Rob Gregg, director of TRIO Veterans Upward Bound (VUB) for Pensacola State College, was recently honored by the Gulf Coast Veterans Advocacy Council (GCVAC) with the 2018 George Everette “Bud” Day Award.
The award recognizes excellence in leadership involving people, events, programs, projects and/or teams. It is presented annually to a GCVAC member and volunteer who demonstrate leadership qualities such as being an excellent role model, inspiring others to work collaboratively and creatively, demonstrating initiative, fostering pride in GCVAC and promoting a work environment that is respectful, collegial and supportive.
“It puts a light on the importance of serving vets,” said Gregg, who has worked at Pensacola State since 2008 and became the director of VUB in 2015. “I do a lot of things in the community dealing with vets. I don’t think it’s about me, it’s more about putting the issues up front that vets face.”
A U.S. Air Force officer, aviator, and veteran of World War II, Korean War and Vietnam War, Bud Day was also a prisoner of war, and recipient of the Medal of Honor and Air Force Cross. As of 2016, he was the only service member to be awarded the Medal of Honor and Air Force Cross. He died in July 2013 and was posthumously advanced to the rank of brigadier general.
The 88-year-old Iowa native lived in Shalimar and is buried in Barrancas National Cemetery at NAS Pensacola.
Gregg, who is the Florida State Director for the GCVAC, said the organization’s focus is to be a resource for veterans who struggle with returning to mainstream civilian life.

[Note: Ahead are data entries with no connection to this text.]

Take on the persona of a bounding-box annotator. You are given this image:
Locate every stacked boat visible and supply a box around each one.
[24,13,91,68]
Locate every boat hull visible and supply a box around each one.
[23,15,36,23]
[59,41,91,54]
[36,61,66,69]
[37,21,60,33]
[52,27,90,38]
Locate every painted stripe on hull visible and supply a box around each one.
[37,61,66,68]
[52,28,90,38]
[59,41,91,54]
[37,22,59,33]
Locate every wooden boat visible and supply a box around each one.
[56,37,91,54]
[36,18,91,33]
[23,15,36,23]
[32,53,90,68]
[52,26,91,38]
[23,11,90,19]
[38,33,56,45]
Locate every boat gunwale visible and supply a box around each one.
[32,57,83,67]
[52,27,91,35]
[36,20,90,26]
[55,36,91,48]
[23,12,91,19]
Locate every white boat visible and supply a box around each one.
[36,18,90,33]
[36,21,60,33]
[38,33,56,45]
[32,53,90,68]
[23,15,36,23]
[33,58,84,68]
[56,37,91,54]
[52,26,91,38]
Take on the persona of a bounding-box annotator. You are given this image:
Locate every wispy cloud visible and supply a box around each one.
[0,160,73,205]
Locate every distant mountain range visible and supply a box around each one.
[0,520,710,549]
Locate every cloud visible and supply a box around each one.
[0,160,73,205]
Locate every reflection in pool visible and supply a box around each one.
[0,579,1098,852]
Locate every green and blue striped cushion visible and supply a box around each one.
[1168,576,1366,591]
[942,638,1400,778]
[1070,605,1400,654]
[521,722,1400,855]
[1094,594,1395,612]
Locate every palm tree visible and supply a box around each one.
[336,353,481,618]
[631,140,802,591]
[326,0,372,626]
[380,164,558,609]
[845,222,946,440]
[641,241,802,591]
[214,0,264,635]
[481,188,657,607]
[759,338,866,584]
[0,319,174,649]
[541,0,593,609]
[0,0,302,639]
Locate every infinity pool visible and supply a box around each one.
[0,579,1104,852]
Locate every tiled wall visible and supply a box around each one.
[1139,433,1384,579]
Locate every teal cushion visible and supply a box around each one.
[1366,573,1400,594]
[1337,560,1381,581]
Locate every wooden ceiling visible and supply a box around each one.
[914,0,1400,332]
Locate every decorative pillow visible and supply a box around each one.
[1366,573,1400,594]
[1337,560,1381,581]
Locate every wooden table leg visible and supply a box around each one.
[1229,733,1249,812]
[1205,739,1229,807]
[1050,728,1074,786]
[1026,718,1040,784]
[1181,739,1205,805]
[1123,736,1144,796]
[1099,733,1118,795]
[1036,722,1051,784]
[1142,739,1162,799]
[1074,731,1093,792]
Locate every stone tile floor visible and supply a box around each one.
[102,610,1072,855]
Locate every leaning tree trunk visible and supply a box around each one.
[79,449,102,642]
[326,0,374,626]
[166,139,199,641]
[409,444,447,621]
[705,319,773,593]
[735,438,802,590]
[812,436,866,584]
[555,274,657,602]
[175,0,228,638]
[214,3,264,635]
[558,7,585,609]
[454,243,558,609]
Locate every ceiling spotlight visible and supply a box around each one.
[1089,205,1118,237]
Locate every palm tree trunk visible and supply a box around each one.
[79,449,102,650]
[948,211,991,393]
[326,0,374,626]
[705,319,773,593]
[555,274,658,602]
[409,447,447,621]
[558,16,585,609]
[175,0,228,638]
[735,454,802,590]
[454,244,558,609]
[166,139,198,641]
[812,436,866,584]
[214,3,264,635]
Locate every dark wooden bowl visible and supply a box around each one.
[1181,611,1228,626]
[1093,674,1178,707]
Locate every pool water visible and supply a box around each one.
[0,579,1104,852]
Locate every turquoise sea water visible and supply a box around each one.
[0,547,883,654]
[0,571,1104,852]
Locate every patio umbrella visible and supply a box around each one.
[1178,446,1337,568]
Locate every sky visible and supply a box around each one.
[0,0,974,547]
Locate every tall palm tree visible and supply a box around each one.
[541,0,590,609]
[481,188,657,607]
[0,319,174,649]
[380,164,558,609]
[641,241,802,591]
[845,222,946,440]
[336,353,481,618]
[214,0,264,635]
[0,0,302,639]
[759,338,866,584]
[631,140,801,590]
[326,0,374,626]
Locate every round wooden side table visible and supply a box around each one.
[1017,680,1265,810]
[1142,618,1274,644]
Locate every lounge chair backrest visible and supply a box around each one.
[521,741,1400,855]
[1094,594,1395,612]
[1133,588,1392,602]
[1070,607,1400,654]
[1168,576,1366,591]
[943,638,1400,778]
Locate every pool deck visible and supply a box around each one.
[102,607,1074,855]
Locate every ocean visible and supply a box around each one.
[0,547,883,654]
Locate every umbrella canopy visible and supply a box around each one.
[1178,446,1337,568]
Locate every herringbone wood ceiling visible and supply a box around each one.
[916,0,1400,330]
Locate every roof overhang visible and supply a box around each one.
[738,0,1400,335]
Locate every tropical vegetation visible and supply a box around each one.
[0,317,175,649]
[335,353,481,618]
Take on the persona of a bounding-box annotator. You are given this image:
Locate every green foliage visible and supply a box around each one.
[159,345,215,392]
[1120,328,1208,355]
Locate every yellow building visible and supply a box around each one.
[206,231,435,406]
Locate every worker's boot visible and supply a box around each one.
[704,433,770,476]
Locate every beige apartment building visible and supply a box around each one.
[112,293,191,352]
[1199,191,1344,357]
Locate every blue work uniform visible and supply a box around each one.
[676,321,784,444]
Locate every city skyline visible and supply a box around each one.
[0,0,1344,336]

“Often you think vets have the GI Bill, but that is only for a certain number of vets,” he noted. “As a retired vet, I have access to certain benefits, but what happens to those who get out with no fanfare?”
Gregg served in the U.S. Navy for 24 years, most recently as a Lead Chief Petty Officer working with the Fresnel lens technology, helping guide pilots to land their planes on aircraft carriers. Now he guides veterans as they work to land college degrees.
VUB is a U.S. Department of Education-funded program designed to prepare veterans to go back to college, with a focus on low-income, first-generation college students.
“We help them get acclimated to the environment, then hand them off to another program – but we stay in touch with them,” Gregg said. “I think Pensacola State is, for me, aligned with everything I learned in the military. It’s all about service.”
The father of three daughters, Gregg also has served as president of the Pensacola State College chapter of Association of Florida Colleges and mentors a middle school student through the “Take Stock in Children” program.
While Gregg said he is honored by his award, he said he measures his accomplishments by the success of those he serves.
“Changing lives is the reward,” he added.